In “DOL” policies, your defense costs are not subtracted from the aggregate limit – the maximum amount your insurer will pay for a claim. It’s like having a separate unlimited bucket of money just for defense costs. This means even after spending on defense, you still have your full policy limit available for any settlements or judgments.

On the other hand, “DWL” policies are the opposite. The money used for defense costs is taken from your policy limit, leaving you with less coverage for any claims payouts. It’s like having one bucket of money for both your defense costs and claim payouts. 

Accounting for Defense Costs

So, what counts as defense costs? Typically, defense costs include

  • fees paid to attorneys
  • court fees
  • costs of investigations
  • expert witness fees, and
  • other legal costs associated with defending a lawsuit. 

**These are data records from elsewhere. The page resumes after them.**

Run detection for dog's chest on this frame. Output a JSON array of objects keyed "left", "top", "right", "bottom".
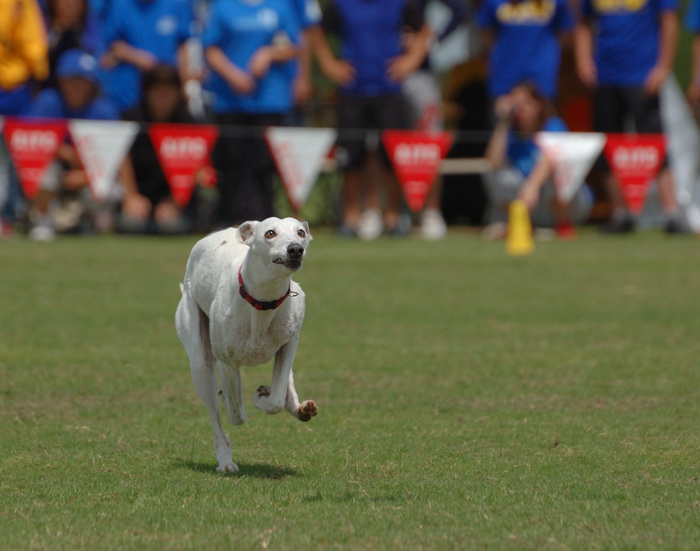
[{"left": 211, "top": 305, "right": 301, "bottom": 365}]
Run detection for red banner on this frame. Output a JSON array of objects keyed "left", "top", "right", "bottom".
[
  {"left": 382, "top": 130, "right": 453, "bottom": 212},
  {"left": 2, "top": 117, "right": 68, "bottom": 201},
  {"left": 148, "top": 123, "right": 219, "bottom": 207},
  {"left": 603, "top": 134, "right": 666, "bottom": 214}
]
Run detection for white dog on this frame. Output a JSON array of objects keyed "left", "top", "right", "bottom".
[{"left": 175, "top": 218, "right": 317, "bottom": 472}]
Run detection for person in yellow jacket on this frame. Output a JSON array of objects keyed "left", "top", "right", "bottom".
[
  {"left": 0, "top": 0, "right": 49, "bottom": 115},
  {"left": 0, "top": 0, "right": 49, "bottom": 236}
]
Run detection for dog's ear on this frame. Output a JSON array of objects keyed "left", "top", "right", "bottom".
[
  {"left": 238, "top": 221, "right": 259, "bottom": 245},
  {"left": 302, "top": 220, "right": 314, "bottom": 241}
]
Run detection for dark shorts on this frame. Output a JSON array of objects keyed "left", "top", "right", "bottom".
[
  {"left": 593, "top": 86, "right": 668, "bottom": 170},
  {"left": 336, "top": 94, "right": 410, "bottom": 169},
  {"left": 593, "top": 86, "right": 663, "bottom": 134}
]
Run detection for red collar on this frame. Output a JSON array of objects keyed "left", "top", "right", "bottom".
[{"left": 238, "top": 266, "right": 291, "bottom": 310}]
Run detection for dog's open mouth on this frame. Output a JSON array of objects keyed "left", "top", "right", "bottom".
[{"left": 272, "top": 258, "right": 302, "bottom": 270}]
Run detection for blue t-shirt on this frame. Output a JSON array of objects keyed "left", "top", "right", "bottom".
[
  {"left": 323, "top": 0, "right": 423, "bottom": 96},
  {"left": 581, "top": 0, "right": 678, "bottom": 86},
  {"left": 683, "top": 0, "right": 700, "bottom": 29},
  {"left": 26, "top": 88, "right": 119, "bottom": 121},
  {"left": 202, "top": 0, "right": 300, "bottom": 114},
  {"left": 98, "top": 0, "right": 194, "bottom": 112},
  {"left": 506, "top": 116, "right": 567, "bottom": 178},
  {"left": 477, "top": 0, "right": 574, "bottom": 99}
]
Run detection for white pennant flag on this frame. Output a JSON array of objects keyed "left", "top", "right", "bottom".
[
  {"left": 265, "top": 126, "right": 337, "bottom": 211},
  {"left": 68, "top": 119, "right": 139, "bottom": 201},
  {"left": 535, "top": 132, "right": 606, "bottom": 203}
]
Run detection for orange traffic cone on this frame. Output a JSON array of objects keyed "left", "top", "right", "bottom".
[{"left": 506, "top": 199, "right": 535, "bottom": 255}]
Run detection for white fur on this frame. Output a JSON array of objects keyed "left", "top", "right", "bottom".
[{"left": 175, "top": 218, "right": 317, "bottom": 472}]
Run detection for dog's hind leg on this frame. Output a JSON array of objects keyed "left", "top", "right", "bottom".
[
  {"left": 216, "top": 362, "right": 247, "bottom": 425},
  {"left": 175, "top": 291, "right": 238, "bottom": 472}
]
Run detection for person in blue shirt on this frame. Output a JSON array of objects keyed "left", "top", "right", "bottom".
[
  {"left": 101, "top": 0, "right": 194, "bottom": 113},
  {"left": 314, "top": 0, "right": 432, "bottom": 240},
  {"left": 574, "top": 0, "right": 688, "bottom": 233},
  {"left": 26, "top": 49, "right": 129, "bottom": 241},
  {"left": 477, "top": 0, "right": 574, "bottom": 104},
  {"left": 402, "top": 0, "right": 467, "bottom": 241},
  {"left": 202, "top": 0, "right": 300, "bottom": 225},
  {"left": 683, "top": 0, "right": 700, "bottom": 103},
  {"left": 289, "top": 0, "right": 322, "bottom": 114},
  {"left": 484, "top": 81, "right": 592, "bottom": 239}
]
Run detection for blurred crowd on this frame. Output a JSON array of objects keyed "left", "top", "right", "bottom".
[{"left": 0, "top": 0, "right": 700, "bottom": 241}]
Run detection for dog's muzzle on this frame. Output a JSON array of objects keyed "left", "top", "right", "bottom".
[{"left": 284, "top": 243, "right": 304, "bottom": 270}]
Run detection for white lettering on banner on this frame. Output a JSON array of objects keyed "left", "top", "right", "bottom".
[
  {"left": 160, "top": 136, "right": 208, "bottom": 161},
  {"left": 394, "top": 143, "right": 442, "bottom": 165},
  {"left": 73, "top": 134, "right": 106, "bottom": 187},
  {"left": 613, "top": 146, "right": 659, "bottom": 170},
  {"left": 10, "top": 128, "right": 58, "bottom": 153}
]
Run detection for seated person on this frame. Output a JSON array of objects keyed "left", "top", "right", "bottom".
[
  {"left": 484, "top": 82, "right": 593, "bottom": 239},
  {"left": 27, "top": 49, "right": 119, "bottom": 241},
  {"left": 118, "top": 65, "right": 208, "bottom": 234}
]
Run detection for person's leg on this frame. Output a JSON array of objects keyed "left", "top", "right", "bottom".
[
  {"left": 627, "top": 88, "right": 684, "bottom": 233},
  {"left": 336, "top": 95, "right": 367, "bottom": 235},
  {"left": 593, "top": 86, "right": 634, "bottom": 233}
]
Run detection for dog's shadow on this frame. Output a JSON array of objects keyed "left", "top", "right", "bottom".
[{"left": 174, "top": 460, "right": 297, "bottom": 480}]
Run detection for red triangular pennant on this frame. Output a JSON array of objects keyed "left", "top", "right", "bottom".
[
  {"left": 603, "top": 134, "right": 666, "bottom": 214},
  {"left": 382, "top": 130, "right": 453, "bottom": 212},
  {"left": 2, "top": 117, "right": 68, "bottom": 201},
  {"left": 148, "top": 123, "right": 219, "bottom": 207}
]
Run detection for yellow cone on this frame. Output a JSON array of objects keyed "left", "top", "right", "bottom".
[{"left": 506, "top": 199, "right": 535, "bottom": 255}]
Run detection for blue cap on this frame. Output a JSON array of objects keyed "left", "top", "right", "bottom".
[{"left": 56, "top": 48, "right": 99, "bottom": 84}]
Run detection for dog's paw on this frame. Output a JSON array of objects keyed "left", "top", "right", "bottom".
[
  {"left": 253, "top": 386, "right": 284, "bottom": 415},
  {"left": 216, "top": 461, "right": 238, "bottom": 473},
  {"left": 297, "top": 400, "right": 318, "bottom": 423}
]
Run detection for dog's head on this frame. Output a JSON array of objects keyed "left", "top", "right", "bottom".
[{"left": 238, "top": 218, "right": 313, "bottom": 272}]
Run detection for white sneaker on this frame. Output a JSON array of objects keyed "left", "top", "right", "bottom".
[
  {"left": 29, "top": 224, "right": 56, "bottom": 243},
  {"left": 420, "top": 209, "right": 447, "bottom": 241},
  {"left": 357, "top": 209, "right": 384, "bottom": 241}
]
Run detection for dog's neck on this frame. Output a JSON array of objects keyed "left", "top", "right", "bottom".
[{"left": 239, "top": 252, "right": 292, "bottom": 309}]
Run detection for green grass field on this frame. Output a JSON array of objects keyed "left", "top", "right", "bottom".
[{"left": 0, "top": 230, "right": 700, "bottom": 551}]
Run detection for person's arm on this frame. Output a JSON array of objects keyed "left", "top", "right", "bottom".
[
  {"left": 518, "top": 154, "right": 552, "bottom": 210},
  {"left": 484, "top": 120, "right": 510, "bottom": 171},
  {"left": 574, "top": 20, "right": 598, "bottom": 88},
  {"left": 386, "top": 24, "right": 433, "bottom": 82},
  {"left": 644, "top": 10, "right": 679, "bottom": 96},
  {"left": 309, "top": 27, "right": 355, "bottom": 86},
  {"left": 118, "top": 156, "right": 151, "bottom": 220},
  {"left": 102, "top": 40, "right": 158, "bottom": 72},
  {"left": 248, "top": 37, "right": 299, "bottom": 78},
  {"left": 204, "top": 46, "right": 255, "bottom": 94},
  {"left": 292, "top": 28, "right": 313, "bottom": 105},
  {"left": 484, "top": 95, "right": 514, "bottom": 170},
  {"left": 687, "top": 33, "right": 700, "bottom": 103}
]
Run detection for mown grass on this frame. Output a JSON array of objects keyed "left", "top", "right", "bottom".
[{"left": 0, "top": 231, "right": 700, "bottom": 550}]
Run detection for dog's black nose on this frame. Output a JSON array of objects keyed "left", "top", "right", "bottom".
[{"left": 287, "top": 243, "right": 304, "bottom": 260}]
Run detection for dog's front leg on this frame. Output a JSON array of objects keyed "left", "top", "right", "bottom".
[
  {"left": 284, "top": 370, "right": 318, "bottom": 423},
  {"left": 253, "top": 337, "right": 317, "bottom": 421}
]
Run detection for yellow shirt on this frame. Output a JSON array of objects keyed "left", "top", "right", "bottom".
[{"left": 0, "top": 0, "right": 49, "bottom": 91}]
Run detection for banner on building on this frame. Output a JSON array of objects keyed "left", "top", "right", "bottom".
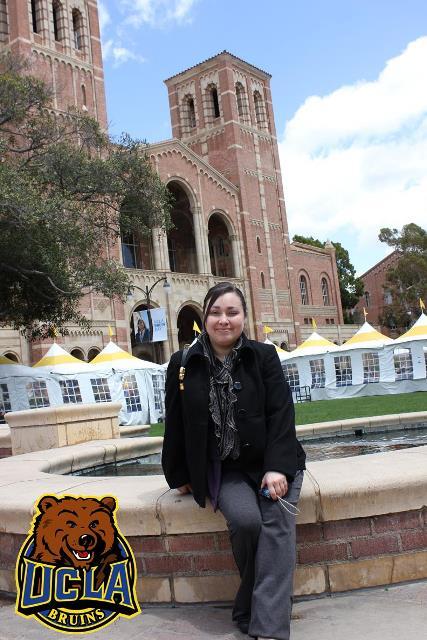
[{"left": 133, "top": 308, "right": 168, "bottom": 344}]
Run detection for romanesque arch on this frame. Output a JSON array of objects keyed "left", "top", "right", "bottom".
[
  {"left": 208, "top": 212, "right": 236, "bottom": 278},
  {"left": 167, "top": 180, "right": 198, "bottom": 273},
  {"left": 176, "top": 302, "right": 203, "bottom": 349}
]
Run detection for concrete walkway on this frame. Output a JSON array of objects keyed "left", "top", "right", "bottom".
[{"left": 0, "top": 581, "right": 427, "bottom": 640}]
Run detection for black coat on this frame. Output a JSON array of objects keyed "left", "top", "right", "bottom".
[{"left": 162, "top": 336, "right": 305, "bottom": 507}]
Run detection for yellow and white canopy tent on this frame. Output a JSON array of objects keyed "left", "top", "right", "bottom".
[
  {"left": 0, "top": 356, "right": 18, "bottom": 364},
  {"left": 33, "top": 342, "right": 94, "bottom": 404},
  {"left": 339, "top": 320, "right": 393, "bottom": 351},
  {"left": 0, "top": 356, "right": 61, "bottom": 416},
  {"left": 289, "top": 331, "right": 337, "bottom": 358},
  {"left": 264, "top": 338, "right": 288, "bottom": 358},
  {"left": 90, "top": 340, "right": 165, "bottom": 425},
  {"left": 394, "top": 312, "right": 427, "bottom": 344},
  {"left": 279, "top": 332, "right": 337, "bottom": 398},
  {"left": 394, "top": 311, "right": 427, "bottom": 382},
  {"left": 33, "top": 342, "right": 90, "bottom": 373}
]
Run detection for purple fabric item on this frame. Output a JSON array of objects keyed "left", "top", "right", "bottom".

Which Policies Fall Into Which Category?


Generally, Commercial General Liability policies often come with “DOL” coverage.

In contrast, most professional liability policies (like Directors and Officers Liability, Errors and Omissions, and Employment Practices Liability) offer “DWL” coverage. In some litigation-friendly jurisdictions, insureds may have the option to buy Defense Outside the Limits or Unlimited Defense Costs on professional liability policies for an additional premium. 

As with any insurance matter, there are no hard and fast rules – always double-check your own policy and ask your broker for additional coverages that may be available for a cost.  Let’s look at an example of how the two distinct defense provisions would pay out in a Not-For-Profit D&O policy: 


Not-For-Profit Directors & Officers Liability Insurance: A Case Study 

Let’s take a look at a concrete example using Not-For-Profit Directors & Officers Liability Insurance. Imagine a private golf club is sued for discrimination by a group of members. The total claim is for $1,300,000 ($1,000,000 for defense costs and a settlement of $300,000).

The club’s Not-For-Profit D&O policy has a limit of $1,000,000.

With a “DOL” policy, the insurer would cover the full $300,000 settlement and still pay $1,000,000 for defense costs.

However, if the private club had a “DWL” policy, that $1,000,000 used for defense would be subtracted from the overall coverage limit. This means, if the claim was successful, the insured’s coverage would have been exhausted by the $1,000,000 defense. This would leave the entity potentially responsible for the $300,000 difference.

Defense outside the limits vs. Defense within the limits


Watch course lesson: What is Not-for-profit D&O insurance?

Your Policy: Check It Twice!

How can you find out what your own policy offers? It’s straightforward. Look for a section in your policy titled “Supplemental Payments” or “Defense Provision.” Here, you’ll find the specifics of how your defense costs are handled. If you’re still unsure, reach out to your insurance broker for clarification. You may also find the coverage extension under a heading such as “defense costs outside the limits endorsement”.

Now, you might wonder why this matters to you. It’s simple. Limiting defense costs means less money for claim payouts, which could result in the entity or you as a board member paying out-of-pocket costs. Understanding your policy could help you avoid unnecessary financial risks. For instance, if your policy includes defense within limits you may consider buying higher liability limits. 

Key Takeaways:

  • the difference between “Defense Outside the Limits” and “Defense Within Limits” is not just a matter of insurance jargon. 
  • knowing your potential financial exposure and making informed decisions to protect yourself and your organization. 
  • insurance is all about peace of mind, and understanding your coverage is a big step towards that goal.